It could be due to the nature of DNA in your samples  as it  may be fragmented or the DNA could bind with protein 

can you specify which kit please Sunil. If the final step is precipitation and there is not much DNA then a co precipitant of glycogen or rna will help the dna to come out of solution and may increase the yield

Hi Paul,

Final step: After the DNA is was with wash buffer it was then centrifuged, 100 µl DNase-Free Water was added directly to the column matrix, stand for 5 minutes,

and then centrifuge was carried at 16,000 x g to elute DNA. Zymo Reserach kit available at :http://www.zymoresearch.com/downloads/dl/file/id/700/d7003i.pdf .

Even if we have good quantity of extracted DNA, it did not show good band. Good quality bands depends upon DNA concentration and the gel you have made for gel-electrophoresis.

If more concentrated DNA then less amount of agarose gel will be used and vice versa. I recommend you to change the gel concentration. If you don't want to change then go for Nano-drop analysis, it will detect DNA even in nano-gram range.

You need to check whether DNA has some PCR inhibitory molecules. For that you can just add this DNA into any other template specific PCR using primers for that particular template. If the PCR amplifies without your DNA and does not amplify when you include this DNA, it means the preparation has inhibitory substance and you need to re precipitate DNA to remove such inhibitory substance.

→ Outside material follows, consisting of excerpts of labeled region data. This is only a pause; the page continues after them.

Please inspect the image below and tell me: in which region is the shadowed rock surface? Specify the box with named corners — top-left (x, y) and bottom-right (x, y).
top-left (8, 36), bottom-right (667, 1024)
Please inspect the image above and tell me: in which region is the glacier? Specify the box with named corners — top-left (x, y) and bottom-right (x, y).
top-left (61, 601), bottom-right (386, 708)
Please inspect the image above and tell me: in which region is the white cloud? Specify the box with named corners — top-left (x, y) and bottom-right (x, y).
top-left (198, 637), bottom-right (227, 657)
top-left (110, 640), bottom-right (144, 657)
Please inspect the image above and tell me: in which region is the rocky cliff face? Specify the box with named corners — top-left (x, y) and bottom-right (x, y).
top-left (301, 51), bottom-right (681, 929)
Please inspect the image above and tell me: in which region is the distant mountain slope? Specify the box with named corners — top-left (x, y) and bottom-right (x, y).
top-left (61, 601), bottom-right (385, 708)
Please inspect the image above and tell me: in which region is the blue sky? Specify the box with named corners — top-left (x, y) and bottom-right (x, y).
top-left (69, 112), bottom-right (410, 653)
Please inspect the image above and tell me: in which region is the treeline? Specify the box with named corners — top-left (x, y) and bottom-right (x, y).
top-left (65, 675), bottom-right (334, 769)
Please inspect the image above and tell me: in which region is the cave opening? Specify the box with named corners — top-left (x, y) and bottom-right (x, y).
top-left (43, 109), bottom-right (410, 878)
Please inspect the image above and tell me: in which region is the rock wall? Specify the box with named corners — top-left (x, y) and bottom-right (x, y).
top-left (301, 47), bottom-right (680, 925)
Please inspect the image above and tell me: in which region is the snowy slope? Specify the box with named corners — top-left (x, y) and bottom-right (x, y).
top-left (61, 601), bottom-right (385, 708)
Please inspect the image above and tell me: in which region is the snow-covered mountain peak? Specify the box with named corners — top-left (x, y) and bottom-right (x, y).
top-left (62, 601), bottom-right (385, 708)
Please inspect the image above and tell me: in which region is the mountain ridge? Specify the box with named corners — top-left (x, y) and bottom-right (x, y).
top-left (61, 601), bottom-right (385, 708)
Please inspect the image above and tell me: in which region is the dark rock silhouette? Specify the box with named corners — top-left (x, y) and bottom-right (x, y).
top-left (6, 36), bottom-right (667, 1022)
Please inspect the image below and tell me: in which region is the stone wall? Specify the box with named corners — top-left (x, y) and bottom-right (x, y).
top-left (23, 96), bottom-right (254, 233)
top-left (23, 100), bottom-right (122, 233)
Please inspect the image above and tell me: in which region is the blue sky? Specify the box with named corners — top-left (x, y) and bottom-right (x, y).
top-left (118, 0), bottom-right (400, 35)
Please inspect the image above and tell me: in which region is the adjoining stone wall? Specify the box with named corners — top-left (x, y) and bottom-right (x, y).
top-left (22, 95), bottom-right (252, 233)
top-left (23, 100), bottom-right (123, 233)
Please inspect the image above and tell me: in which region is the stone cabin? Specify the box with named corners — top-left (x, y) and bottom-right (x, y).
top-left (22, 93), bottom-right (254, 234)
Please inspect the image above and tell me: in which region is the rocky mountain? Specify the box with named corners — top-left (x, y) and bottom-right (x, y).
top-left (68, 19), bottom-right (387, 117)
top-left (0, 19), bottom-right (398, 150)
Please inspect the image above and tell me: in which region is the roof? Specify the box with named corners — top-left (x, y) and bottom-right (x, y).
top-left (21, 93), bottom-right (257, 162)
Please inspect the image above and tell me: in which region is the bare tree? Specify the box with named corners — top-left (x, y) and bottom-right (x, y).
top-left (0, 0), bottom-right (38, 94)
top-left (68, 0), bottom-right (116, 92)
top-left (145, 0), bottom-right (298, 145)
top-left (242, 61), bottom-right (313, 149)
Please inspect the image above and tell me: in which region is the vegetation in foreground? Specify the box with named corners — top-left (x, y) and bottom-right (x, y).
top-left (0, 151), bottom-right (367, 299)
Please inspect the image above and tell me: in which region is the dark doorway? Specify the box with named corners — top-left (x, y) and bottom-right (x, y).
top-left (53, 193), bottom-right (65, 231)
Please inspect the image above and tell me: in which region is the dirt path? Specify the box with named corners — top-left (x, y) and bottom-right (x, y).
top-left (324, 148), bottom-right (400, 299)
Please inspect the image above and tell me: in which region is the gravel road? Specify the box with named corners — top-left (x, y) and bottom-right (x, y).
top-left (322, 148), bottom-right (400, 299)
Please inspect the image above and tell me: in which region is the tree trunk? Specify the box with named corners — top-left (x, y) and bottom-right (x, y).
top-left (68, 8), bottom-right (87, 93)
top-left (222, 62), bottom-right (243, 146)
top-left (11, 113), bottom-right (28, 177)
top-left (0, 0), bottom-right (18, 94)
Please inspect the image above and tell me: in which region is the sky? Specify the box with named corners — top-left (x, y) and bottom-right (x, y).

did you measure the amount of dna present in the 100ul of eluted water/dna there may just not be very much of it. I would also add a little TE because I do not like storing dna in water. Water absorbs co2 from the air and the acid produced can depurinate dna eventually. Even if you cannot see dna it may still be worth trying PCR as that needs very little template

the yielded DNA was too low to be appear on gel the resolution of agarose gel depends on the DNA concentration>>> try to measure the concentration ... or culture the microorganism from your sample before DNA extraction ....good luck 

Yashwant and Paul , PCR inhibitor removal kit  was used  and also concentration of DNA was  measured.